The trailer was still there.

‘You want a hand taking that back?’ Steven said casually.

Ronnie shrugged. ‘They got plenty. They won’t miss it.’

The bike was still there too – in bits. But Ronnie’s enthusiasm for all things mechanical was infectious, and Steven was soon imbued with a sense of complete optimism about the task of reconstruction. Ronnie pointed out that the engine was largely intact, the tyres not perished, and the tank almost rust-free. The much-mentally-maligned Gary had, in fact, put all the smaller parts into plastic boxes and labelled them, and with Ronnie’s experienced eye for what went where, the three of them were soon making a bit of progress.

As night approached, the greyhound wandered in and out and peered knowledgeably at parts with its soulful marble eyes, and Ronnie passed round a can of Carlsberg. Although he knew it was nothing really, Steven felt it was a night he’d always remember – the harsh fluorescent lighting, the blue-green dusk framed by the black garage door, the machined metal between his oil-stained fingers, and the bitter bubbles on his tongue that tasted like the future.

At nine he stood up reluctantly and said he should be getting home before it got too dark.

Ronnie and Dougie spent a few minutes ripping the piss out of him for being a mummy’s boy, but he just smiled and rolled his eyes and brushed the garage dirt off the seat of his jeans.

‘Thanks,’ he told Ronnie.

‘Come up any time you want to work on it. You know where the key is.’

‘Cheers.’

‘Get home safe now!’ Ronnie and Dougie had a final laugh at his expense and then went inside and whistled for the dog.

Steven waited until everyone was asleep. Just after midnight he dressed quietly, took the torch from under the kitchen sink where his mother kept it for when the electric went out, and walked back through the silent village to Ronnie Trewell’s house.

The garage key was where Ronnie had told him it would be; the up-and-over door opened with barely a squeak, and the trailer rolled easily out on to the driveway.

So far, so good, thought Steven, as he closed the door and put the key back in the hanging basket that contained a bouquet of dead weeds.

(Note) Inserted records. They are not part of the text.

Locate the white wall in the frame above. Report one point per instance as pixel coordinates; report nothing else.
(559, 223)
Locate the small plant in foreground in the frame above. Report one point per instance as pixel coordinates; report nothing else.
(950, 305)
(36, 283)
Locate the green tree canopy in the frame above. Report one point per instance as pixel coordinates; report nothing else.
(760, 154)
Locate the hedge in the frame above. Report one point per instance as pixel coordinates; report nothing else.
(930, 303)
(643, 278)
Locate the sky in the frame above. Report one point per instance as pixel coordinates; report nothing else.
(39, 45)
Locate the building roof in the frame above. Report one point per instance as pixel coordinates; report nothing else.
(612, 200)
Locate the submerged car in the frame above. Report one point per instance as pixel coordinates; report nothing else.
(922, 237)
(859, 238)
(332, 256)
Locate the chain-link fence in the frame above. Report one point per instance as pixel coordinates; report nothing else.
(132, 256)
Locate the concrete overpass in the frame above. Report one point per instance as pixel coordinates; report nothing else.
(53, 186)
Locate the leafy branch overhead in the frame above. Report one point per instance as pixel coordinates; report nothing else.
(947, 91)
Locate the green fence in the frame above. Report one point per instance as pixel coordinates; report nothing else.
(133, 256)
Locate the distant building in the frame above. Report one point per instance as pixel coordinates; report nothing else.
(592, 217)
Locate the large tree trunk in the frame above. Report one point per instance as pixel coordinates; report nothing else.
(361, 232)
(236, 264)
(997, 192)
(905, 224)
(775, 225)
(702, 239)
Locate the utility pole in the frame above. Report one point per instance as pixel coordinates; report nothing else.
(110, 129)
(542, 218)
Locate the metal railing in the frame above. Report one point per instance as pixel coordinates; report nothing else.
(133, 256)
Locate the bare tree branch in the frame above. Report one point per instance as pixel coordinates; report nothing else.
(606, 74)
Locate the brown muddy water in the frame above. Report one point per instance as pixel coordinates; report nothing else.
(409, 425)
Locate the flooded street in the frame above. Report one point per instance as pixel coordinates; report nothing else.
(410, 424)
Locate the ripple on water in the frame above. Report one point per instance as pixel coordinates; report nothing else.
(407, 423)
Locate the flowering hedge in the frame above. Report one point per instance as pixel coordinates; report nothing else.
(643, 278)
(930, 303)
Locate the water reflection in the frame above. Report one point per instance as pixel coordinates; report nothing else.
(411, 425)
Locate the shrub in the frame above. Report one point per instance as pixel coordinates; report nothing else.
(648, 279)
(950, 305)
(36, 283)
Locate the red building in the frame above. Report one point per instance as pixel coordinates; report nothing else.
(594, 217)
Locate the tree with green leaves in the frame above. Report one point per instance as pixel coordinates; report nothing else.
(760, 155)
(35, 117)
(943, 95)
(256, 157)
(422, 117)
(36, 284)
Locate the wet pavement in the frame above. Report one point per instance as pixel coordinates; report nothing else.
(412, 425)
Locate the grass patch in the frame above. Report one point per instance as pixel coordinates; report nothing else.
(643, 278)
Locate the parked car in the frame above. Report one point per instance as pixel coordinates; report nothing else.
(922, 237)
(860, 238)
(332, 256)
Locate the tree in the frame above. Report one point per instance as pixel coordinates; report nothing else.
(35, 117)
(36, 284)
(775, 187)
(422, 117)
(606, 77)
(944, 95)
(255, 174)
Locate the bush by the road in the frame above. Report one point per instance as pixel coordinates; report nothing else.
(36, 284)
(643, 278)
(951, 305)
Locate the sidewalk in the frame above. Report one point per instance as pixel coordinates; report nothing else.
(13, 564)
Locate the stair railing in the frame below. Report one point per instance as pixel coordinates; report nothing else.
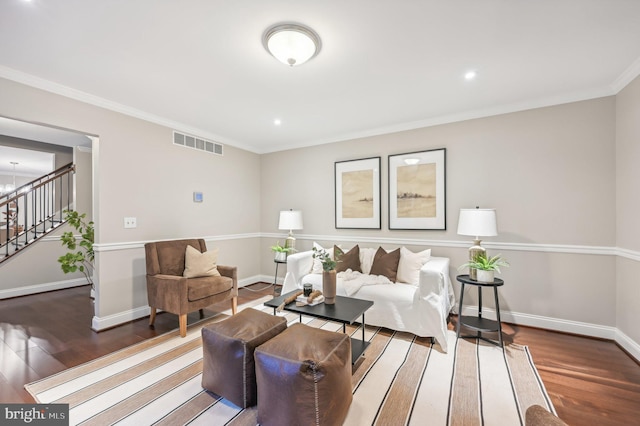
(33, 210)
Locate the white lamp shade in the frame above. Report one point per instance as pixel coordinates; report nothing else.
(290, 220)
(478, 222)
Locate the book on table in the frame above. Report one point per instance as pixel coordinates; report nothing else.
(304, 300)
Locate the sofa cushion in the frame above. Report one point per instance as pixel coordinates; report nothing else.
(366, 259)
(410, 265)
(386, 263)
(198, 264)
(348, 260)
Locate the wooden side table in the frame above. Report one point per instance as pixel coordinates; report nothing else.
(481, 325)
(277, 262)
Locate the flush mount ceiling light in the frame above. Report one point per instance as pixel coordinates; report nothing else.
(291, 44)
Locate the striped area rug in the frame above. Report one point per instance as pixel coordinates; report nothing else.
(403, 380)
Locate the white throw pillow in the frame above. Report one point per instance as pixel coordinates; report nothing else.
(410, 265)
(198, 264)
(366, 259)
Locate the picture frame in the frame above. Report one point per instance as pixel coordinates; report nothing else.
(358, 193)
(417, 190)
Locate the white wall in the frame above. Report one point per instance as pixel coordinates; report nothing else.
(628, 206)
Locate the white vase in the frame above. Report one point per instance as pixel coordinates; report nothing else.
(484, 276)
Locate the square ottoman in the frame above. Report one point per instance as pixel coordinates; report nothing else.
(228, 367)
(304, 377)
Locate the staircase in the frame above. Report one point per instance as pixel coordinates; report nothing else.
(34, 210)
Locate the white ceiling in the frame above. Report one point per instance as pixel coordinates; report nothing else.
(199, 65)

The trailer was made of aluminium and was well balanced on properly inflated tyres, so Steven made good time down into the village, towing it behind him. But he’d hardly gone fifty yards up the hill towards Em’s house before he started to sweat and his hands to hurt from gripping the awkward metal so hard. He swung the trailer sideways so that it wouldn’t roll back down the hill, and stopped.

He had never considered that he might not be able to tow the trailer all the way to where it belonged. Now, if he couldn’t, he had blown it. If he couldn’t get it up this hill, he would be unlikely to get it back up the similar hill to Ronnie’s house. He couldn’t just leave it on the street. Anyone might hitch it up and tow it away and then it really would be stolen, instead of just ‘borrowed’.

Stopping and thinking had allowed Steven to get his breath back, and so he tugged the trailer another twenty yards before halting again, his hands burning. He was fit but slim – not a bulky young farmer like the boys who inhabited the YFC discos he had been to once or twice. The hill was long and unrelentingly steep, and the road was broken up in places that he knew from dodging them on his skateboard by day, but which he couldn’t see by night, making the trailer bump and lurch now and then. But Steven Lamb was not a boy who gave up easily. He’d been through more in his seventeen years than most people had in a lifetime, and that was a well of experience he often drew from when faced with a difficult situation. Sometimes he thought that was all he really had – this determination. Other boys were great at soccer or cross-country running or chatting up girls. Steven was just plain dogged . He hated to give up. It wasn’t a spectacular talent, but it was better than nothing.

So he turned the trailer so that he could push rather than pull it, and found that was better – he could get his weight behind it. Even so, it was only another fifty yards before he had to stop again, wiping sweat from his forehead with his arm.